Publication year - 2004
Publication title -
pediatric transplantation
Language(s) - English
Resource type - Journals
SCImago Journal Rank - 0.457
H-Index - 69
eISSN - 1399-3046
pISSN - 1397-3142
DOI - 10.1111/j.1399-3046.2004.00230.x
Subject(s) - medicine , azathioprine , autoimmune hepatitis , immune system , immunology , metabolite , hepatitis , disease
Patients with post‐transplant immune‐mediated hepatitis (IMH) and recurrent autoimmune hepatitis (RAIH) have a poor outcome and a higher need for retransplantation. Azathioprine (AZA) is used as adjunctive immunosuppression after transplantation; optimizing its dose may be a key point in preserving graft function. Complications of high AZA dosing make dose escalation potentially problematic.

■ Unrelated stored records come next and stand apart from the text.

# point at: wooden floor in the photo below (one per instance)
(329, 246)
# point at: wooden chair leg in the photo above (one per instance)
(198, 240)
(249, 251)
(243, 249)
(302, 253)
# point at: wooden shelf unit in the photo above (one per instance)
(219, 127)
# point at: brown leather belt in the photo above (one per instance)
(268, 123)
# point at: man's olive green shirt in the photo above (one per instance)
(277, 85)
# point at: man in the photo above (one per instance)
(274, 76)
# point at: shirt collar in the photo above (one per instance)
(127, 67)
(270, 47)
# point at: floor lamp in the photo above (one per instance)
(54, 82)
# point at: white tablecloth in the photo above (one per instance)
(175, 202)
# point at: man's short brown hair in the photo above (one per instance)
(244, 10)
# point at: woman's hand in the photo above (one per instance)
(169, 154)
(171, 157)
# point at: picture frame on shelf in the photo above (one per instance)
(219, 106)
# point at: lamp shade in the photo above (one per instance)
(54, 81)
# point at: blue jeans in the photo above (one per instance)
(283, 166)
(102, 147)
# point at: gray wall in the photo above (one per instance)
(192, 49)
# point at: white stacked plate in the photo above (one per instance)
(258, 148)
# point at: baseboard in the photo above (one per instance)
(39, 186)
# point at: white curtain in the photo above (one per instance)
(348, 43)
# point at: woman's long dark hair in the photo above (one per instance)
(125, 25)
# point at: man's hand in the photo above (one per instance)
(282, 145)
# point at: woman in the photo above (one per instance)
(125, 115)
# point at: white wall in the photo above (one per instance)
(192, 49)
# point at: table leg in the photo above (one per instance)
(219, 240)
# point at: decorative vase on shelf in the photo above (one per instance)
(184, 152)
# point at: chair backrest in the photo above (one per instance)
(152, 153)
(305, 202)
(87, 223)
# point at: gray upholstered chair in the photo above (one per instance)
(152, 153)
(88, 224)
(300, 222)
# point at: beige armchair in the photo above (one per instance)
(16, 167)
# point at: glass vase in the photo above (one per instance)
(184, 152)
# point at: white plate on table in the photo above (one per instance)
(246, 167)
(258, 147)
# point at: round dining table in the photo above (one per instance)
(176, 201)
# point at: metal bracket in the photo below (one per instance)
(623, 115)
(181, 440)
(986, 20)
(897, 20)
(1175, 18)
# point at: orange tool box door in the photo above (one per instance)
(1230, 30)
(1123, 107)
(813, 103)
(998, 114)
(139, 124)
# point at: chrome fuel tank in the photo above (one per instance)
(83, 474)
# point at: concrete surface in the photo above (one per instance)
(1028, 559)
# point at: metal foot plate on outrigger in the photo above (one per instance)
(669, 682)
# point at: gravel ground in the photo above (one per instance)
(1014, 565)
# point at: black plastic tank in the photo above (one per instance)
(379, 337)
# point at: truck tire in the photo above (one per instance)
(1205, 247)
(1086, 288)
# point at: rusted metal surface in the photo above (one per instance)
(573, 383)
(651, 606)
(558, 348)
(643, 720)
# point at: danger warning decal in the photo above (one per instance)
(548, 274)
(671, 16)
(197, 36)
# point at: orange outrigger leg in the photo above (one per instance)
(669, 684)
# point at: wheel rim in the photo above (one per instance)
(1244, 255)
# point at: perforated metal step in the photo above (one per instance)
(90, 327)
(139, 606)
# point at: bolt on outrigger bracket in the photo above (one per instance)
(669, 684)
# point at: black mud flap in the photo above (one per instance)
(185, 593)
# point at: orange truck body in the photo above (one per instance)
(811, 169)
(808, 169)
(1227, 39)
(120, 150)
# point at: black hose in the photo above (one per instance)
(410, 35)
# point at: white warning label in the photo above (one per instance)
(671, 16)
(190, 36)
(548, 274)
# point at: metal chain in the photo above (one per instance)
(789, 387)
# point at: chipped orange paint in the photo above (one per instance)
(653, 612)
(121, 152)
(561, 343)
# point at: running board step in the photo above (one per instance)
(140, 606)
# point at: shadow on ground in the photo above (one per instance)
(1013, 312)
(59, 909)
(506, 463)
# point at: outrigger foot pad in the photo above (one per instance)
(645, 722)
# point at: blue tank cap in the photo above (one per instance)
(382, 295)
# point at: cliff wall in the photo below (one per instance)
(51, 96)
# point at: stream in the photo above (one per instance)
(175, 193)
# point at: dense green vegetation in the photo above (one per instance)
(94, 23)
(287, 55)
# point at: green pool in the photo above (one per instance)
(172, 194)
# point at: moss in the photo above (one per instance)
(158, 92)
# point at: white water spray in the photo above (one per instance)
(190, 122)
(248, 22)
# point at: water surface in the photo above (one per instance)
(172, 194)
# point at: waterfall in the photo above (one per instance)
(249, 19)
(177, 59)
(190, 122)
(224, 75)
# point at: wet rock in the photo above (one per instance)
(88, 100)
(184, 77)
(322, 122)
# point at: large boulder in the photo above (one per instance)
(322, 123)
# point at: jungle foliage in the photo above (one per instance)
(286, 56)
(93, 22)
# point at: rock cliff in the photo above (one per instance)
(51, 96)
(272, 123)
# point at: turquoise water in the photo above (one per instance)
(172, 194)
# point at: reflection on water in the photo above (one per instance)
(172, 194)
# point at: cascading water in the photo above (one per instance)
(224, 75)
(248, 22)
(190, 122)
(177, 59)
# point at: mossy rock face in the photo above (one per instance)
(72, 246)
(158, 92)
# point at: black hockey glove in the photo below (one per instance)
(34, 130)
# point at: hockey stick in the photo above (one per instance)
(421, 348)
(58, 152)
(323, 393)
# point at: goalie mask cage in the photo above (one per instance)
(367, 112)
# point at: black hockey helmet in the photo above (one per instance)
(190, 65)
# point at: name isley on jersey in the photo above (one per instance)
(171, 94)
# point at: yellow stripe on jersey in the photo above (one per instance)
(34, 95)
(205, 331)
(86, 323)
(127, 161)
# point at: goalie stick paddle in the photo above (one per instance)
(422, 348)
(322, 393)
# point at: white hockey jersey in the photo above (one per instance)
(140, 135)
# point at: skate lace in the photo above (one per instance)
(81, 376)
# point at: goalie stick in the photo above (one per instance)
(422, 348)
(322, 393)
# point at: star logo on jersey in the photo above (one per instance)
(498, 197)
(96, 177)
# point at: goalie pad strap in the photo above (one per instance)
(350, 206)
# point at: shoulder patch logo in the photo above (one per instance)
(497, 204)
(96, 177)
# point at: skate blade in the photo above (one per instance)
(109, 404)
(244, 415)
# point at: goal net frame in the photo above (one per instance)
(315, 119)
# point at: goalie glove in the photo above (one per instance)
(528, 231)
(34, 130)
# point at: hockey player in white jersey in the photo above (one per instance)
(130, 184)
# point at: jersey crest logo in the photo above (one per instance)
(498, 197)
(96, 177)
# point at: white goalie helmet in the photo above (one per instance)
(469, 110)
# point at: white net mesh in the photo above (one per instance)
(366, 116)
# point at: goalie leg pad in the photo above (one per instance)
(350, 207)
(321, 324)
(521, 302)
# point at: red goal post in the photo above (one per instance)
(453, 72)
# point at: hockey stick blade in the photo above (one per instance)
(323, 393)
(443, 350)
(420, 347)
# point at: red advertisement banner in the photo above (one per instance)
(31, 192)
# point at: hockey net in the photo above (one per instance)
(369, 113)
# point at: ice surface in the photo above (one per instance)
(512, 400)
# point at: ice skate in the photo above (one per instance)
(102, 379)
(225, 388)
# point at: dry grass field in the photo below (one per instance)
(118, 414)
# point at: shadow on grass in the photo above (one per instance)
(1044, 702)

Our aim was to correlate AZA metabolite levels with therapeutic effects, toxicity, and adherence to medication in children with IMH and RAIH. Charts of 14 patients were retrospectively reviewed. The post‐transplant diagnosis was based on liver biopsy and autoimmune markers. AZA was prescribed after establishing the post‐transplant diagnosis. AZA was started at 1.1 (1.0–1.8) mg/kg/day. Routine biochemical studies, tacrolimus levels, 6‐thioguanine (6‐TG) and 6‐methylmercaptopurine levels were assessed every 8 wk. AZA dose was routinely adjusted to achieve 6‐TG levels between 235 and 450 pmol per 8 × 10 8 RBC. A total of 92 samples from 14 patients were reviewed. Four patients were excluded because of non‐adherence. AZA dose was increased by 245% resulting in eight of 10 patients in the target range; no hepatic or bone marrow toxicity was observed. ALT levels and steroid requirements were significantly reduced (p < 0.05). The AZA dose required to achieve target 6‐TG levels was significantly greater in children <10 yr. AZA metabolite testing in children post‐liver transplant is useful in assessing adherence to medication and it is potentially helpful in optimizing medication dosing. In younger children the AZA dose requirements were two to four times higher than previously reported standard doses.